HuBMAP Parameterized Search

Overview:

The HuBMAP parameterized search endpoints provide an option for a simpler programmatic search mechanism vs using the full search-api /search endpoints. Both the /param-search and /search endpoints are backed by Elasticsearch indices, but the parameterized search facility follows a simple RESTful parameter scheme vs the complicated Elasticsearch json query syntax used by the full /search mechanism. The /param-search endpoint only allows for searching specific values of “allowable value” attributes “anded” together vs the full logic and attribute types available in the Elasticsearch supported queries available in the full /search endpoint.

This page documents the public usage of the /param-search endpoint and its variants vs the fully documented HuBMAP Search API, which includes less detail of the /param-search endpoint, but also detail of the more capable, but more complicated /search endpoint.

Description:

The /param-search/<entity-type> endpoint of the HuBMAP Search API service is a RESTful search interface allowing simple attribute matching by providing attribute value pairs as query parameters at the end of the RESTful URL call. Multiple query parameters can be provided, which will be “ANDed” together in the query logic, for example the URL https://searchapi.service.endpoint/entity-type?param1=value1&param2=value2&param3=value3 will find all entities of type “entity-type” where entity.param1 equals “value1” and entity.param2 equals “value2” and entity.param3 equals “value3”

For an example of how to use the produce-clt-manifest option (described below), see the Example Query and Download page

Inputs

  • The type of entity to search for provided as an in-URL resource parameter after the `/param-search/` endpoint name, where valid entity types are:
    • donors See the Donor Schema for the list of queryable Dataset parameters.
    • samples See the Sample Schema for the list of queryable Sample parameters.
    • datasets See the Dataset Schema for the list of queryable Dataset parameters.
  • attribute value pairs as query parameters i.e attribute-name=value, at least one pair is required with the upper limit based on maximum URL length. An attribute name can only be included once in the attribute value pairs. Example call: /param-search/datasets?dataset_type=CODEX&status=Published will return all datasets of type CODEX that are published.
  • optional query parameter produce-clt-manifest=true, that will produce, instead of a list of matching entities, a list of unique datasets ids for each dataset matching the query in the format of a manifest that is directly usable by the [HuBMAP Command Line Transfer Tool](../clt/index.html] to download the full datasets via the HuBMAP Globus Endpoint.

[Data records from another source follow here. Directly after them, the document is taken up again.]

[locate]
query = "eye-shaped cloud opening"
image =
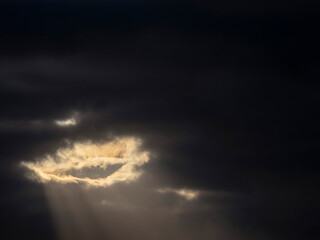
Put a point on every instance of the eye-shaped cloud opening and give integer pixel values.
(188, 194)
(124, 153)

The parameter names can be top level attributes from any of the entities or they can be nested attributes, for example /param-search/datasets?dataset_type=CODEX queries the top level Dataset attribute dataset_type, whereas /param-search/datasets?metadata.is_targeted=Yes queries the is_targeted attribute that is nested under metadata.

Response

Response Code: 200: When at least one entity matches the query, a 200 HTTP response code and if query parameter produce-clt-manifest=true is NOT include a json array of all entities matching the and query parameters, with each item in the list containing a json object of , with the associated attributes for the entity type and values. Otherwise if the query parameter `produce-clt-manifest=true` is included, the list of ids of all matching datasets

Response Code: 303: If the total response payload exceeds 10 MB, the response is returned via an S3 bucket. A 303 HTTP response code will be returned with the redirect URL where the query can be retrieved.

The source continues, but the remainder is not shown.